As we look back now on the year that was, we recognise the extraordinary challenges it presented. And we recognise that, whatever the scale of the challenges that confronted us as an organisation, their impact on our clients was greater and more profound. For those now in the community but battling, daily, the effects of years of wrongful incarceration, the enforced and lengthy lockdowns – with their isolation and restriction – have been like a return to prison. For those still serving sentences, the regime they have endured this past year has been one of unprecedented harshness, isolation and anxiety. It has been a brutal year for everyone, but for our clients and for their families it has been an ordeal of particular severity. In wishing them all a better 2021, we express our admiration of their courage and humility in the year we leave behind.
Our task in 2020 became simply to be the best that we could be in the circumstances imposed upon us. It’s true that we didn’t meet all of our aspirations for the year – although we did record some notable victories in the course of it. But our ability to adapt, quickly, to a radically new “normal” was such that we close the book on 2020 confident that the service we provided was the best it could be, and that it was well and effectively delivered.

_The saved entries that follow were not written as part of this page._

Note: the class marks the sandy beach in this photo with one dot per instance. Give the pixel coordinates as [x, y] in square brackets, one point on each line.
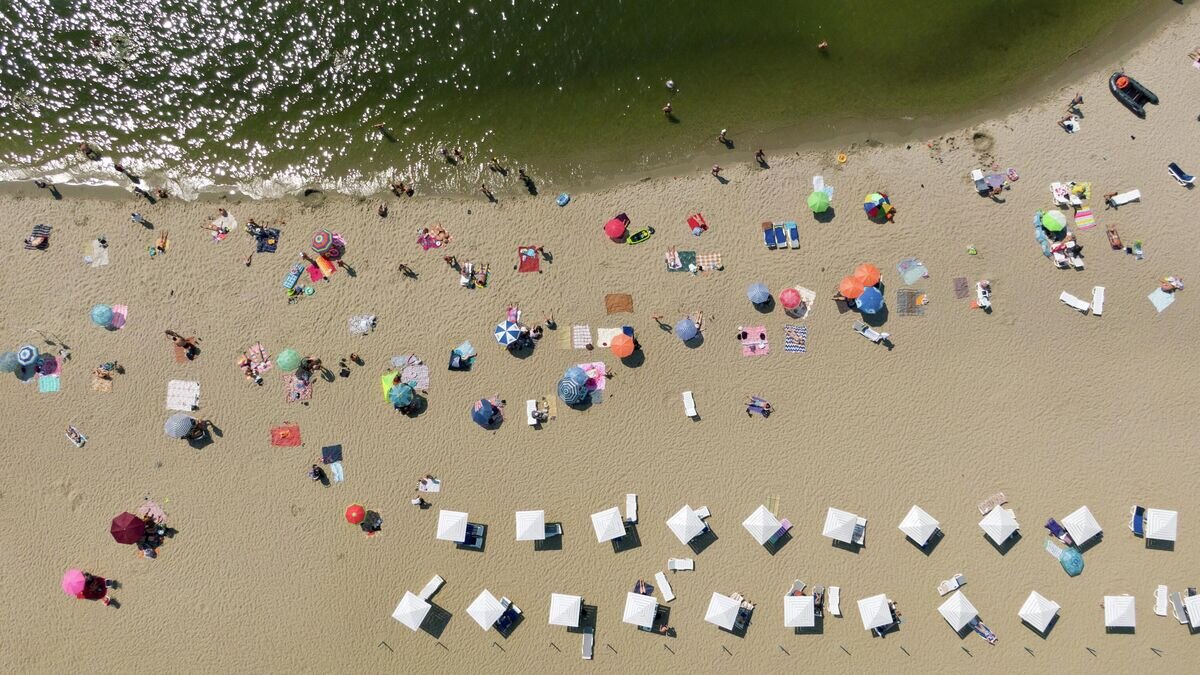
[1053, 407]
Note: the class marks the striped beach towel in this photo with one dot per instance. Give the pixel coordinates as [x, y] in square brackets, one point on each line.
[796, 339]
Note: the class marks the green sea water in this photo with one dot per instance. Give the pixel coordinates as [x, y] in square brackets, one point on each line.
[276, 95]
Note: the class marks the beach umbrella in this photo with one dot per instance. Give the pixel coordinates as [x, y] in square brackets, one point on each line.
[799, 611]
[723, 611]
[564, 610]
[685, 328]
[870, 302]
[819, 202]
[102, 315]
[622, 346]
[355, 514]
[412, 610]
[288, 359]
[958, 610]
[850, 287]
[127, 529]
[179, 425]
[1038, 611]
[73, 583]
[867, 274]
[918, 525]
[27, 354]
[1054, 221]
[507, 333]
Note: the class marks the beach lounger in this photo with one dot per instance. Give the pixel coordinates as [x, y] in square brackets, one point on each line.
[1180, 174]
[664, 586]
[1074, 303]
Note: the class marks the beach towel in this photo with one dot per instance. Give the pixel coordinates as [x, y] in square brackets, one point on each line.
[528, 260]
[754, 345]
[286, 436]
[796, 339]
[615, 303]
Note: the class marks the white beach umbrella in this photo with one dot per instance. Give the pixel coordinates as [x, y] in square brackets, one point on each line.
[798, 611]
[486, 610]
[453, 526]
[840, 525]
[918, 525]
[411, 610]
[723, 611]
[564, 610]
[1162, 524]
[958, 610]
[762, 525]
[1081, 525]
[1119, 611]
[1000, 524]
[685, 524]
[640, 609]
[531, 525]
[875, 611]
[609, 525]
[1038, 611]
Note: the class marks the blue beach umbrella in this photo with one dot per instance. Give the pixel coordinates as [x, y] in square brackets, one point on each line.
[870, 302]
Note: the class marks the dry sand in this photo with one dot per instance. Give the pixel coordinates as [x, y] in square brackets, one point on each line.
[1053, 407]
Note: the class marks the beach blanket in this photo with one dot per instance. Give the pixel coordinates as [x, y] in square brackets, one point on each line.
[286, 436]
[796, 339]
[755, 344]
[528, 260]
[616, 303]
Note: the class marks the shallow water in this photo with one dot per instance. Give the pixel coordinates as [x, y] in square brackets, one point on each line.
[275, 95]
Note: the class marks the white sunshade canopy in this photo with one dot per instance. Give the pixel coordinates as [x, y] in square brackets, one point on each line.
[958, 610]
[840, 525]
[486, 610]
[609, 525]
[762, 525]
[1119, 611]
[411, 610]
[531, 525]
[453, 526]
[1038, 611]
[875, 611]
[918, 525]
[640, 609]
[1081, 525]
[564, 610]
[1000, 524]
[798, 611]
[685, 524]
[1162, 524]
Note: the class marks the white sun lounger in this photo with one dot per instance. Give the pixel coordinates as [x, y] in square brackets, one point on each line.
[664, 586]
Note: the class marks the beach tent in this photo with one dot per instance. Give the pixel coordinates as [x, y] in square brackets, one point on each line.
[531, 525]
[875, 611]
[840, 525]
[799, 611]
[1081, 525]
[609, 525]
[1038, 611]
[1162, 524]
[564, 610]
[1119, 611]
[1000, 524]
[411, 611]
[685, 524]
[918, 525]
[486, 610]
[640, 609]
[453, 526]
[762, 525]
[958, 610]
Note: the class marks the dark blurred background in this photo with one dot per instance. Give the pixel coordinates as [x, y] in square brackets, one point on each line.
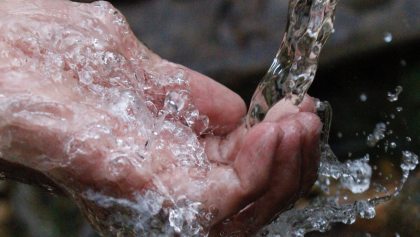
[375, 47]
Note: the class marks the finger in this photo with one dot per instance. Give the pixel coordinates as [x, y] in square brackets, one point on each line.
[307, 104]
[284, 184]
[280, 110]
[251, 169]
[310, 149]
[224, 108]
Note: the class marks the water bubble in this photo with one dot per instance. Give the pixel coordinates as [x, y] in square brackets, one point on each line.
[357, 177]
[365, 209]
[387, 37]
[409, 161]
[363, 97]
[377, 135]
[392, 97]
[175, 101]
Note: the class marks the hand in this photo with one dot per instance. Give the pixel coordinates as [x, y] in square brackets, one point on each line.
[86, 104]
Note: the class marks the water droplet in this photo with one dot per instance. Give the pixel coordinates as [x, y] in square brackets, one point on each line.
[175, 101]
[365, 209]
[409, 161]
[363, 97]
[393, 145]
[377, 135]
[387, 37]
[392, 97]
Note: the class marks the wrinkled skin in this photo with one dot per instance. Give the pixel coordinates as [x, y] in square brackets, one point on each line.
[47, 105]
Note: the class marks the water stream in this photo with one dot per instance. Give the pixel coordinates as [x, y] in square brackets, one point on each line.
[343, 186]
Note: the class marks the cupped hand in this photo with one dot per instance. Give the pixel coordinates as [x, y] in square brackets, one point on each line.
[89, 106]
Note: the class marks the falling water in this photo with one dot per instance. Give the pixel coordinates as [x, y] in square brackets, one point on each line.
[290, 76]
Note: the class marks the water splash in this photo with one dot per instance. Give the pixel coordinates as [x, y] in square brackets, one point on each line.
[388, 37]
[393, 97]
[293, 69]
[290, 75]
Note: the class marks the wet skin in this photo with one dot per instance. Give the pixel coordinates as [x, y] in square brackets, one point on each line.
[46, 104]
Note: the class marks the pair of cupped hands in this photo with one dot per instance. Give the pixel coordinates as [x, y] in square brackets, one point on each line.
[60, 65]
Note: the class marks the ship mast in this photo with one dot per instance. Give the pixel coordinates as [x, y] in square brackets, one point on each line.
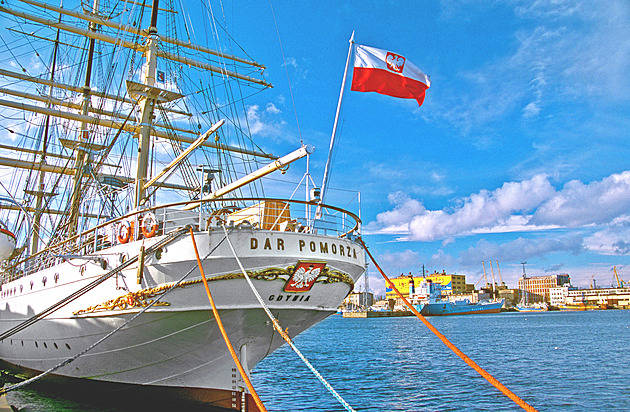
[82, 157]
[40, 192]
[147, 105]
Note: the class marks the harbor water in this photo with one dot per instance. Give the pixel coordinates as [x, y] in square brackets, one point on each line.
[555, 361]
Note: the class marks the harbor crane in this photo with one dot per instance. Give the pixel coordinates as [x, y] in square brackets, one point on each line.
[620, 283]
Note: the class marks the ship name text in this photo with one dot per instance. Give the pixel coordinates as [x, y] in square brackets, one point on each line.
[312, 246]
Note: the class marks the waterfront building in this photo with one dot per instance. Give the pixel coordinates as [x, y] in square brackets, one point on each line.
[451, 284]
[536, 288]
[558, 295]
[357, 300]
[511, 296]
[604, 298]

And in that spirit, I choose to focus on what we did achieve, rather than what we did not.
Our core aftercare, reintegration and welfare rights services were delivered without interruption and, notwithstanding the practical challenges presented by Covid, delivered to the more intensive level demanded by the enhanced project plan we introduced at the start of the year. No client was denied the support he, or she, needed, and new clients were welcomed throughout the year. In the nature of our business, there are always new clients.
For our advocacy clients – those of our clients seeking to challenge wrongful convictions – the difficulties have been rather more unyielding. In a time of lockdowns and social distancing, we have been unable to visit clients in prison. We have been unable to engage fully with our friends in the legal profession, or with the SCCRC. We have been unable to utilise the skills and the enthusiasm of our volunteer casework team. Frustratingly, this has impacted on the pace of progress with some clients’ cases. We wish that were not so. But our core staff, who have remained at work throughout the crisis, have worked hard as a team and have met the challenge head-on. Real progress has been made with the ongoing casework. Contact and dialogue, and essential moral support, have been maintained with every client, and with their families. Every new application for our help has been engaged with, and processed.
We have sought to make a virtue of necessity. We have developed systems and practices that strengthen our resilience, moving forward. None of us can say, with conviction, when “normality” will be restored. Nor can we say what that might look like. But we look forward to the new year confident of our capacity to adapt to whatever we may face. We can, for example, now ensure data-secure remote working with our volunteers – with whom we hope to re-engage in the early part of the year. And we’ll be conducting remote training and awareness-raising seminars with a new intake of student volunteers, starting this month.
This time last year we were welcoming not just a new year, but a new decade. As an organisation, the hope we held for the decade remains undimmed, the confidence undiminished. This New Year we celebrate the 21st birthday of the 21st century. For all but the earliest days of the century, we’ve been doing the work Paddy Hill founded us to do. As we come of age, we re-dedicate ourselves to his mission. It is our mission. The bleak truth is that the institutional injustices that Paddy set out to tackle remain. They are a continuing blight on our society, and on our collective conscience.
We face this task from a position of great strength. We have unshakable belief in our cause. And we have strong foundations. From our dedicated board of trustees, who embody the ethos that makes MOJO what it is, to our staff and volunteer staff, to you, the many good people who support us in so many important ways. For your kind and often generous support, and for being there with us, we thank you.
Whatever 2021 holds for you, may it bring you health and happiness.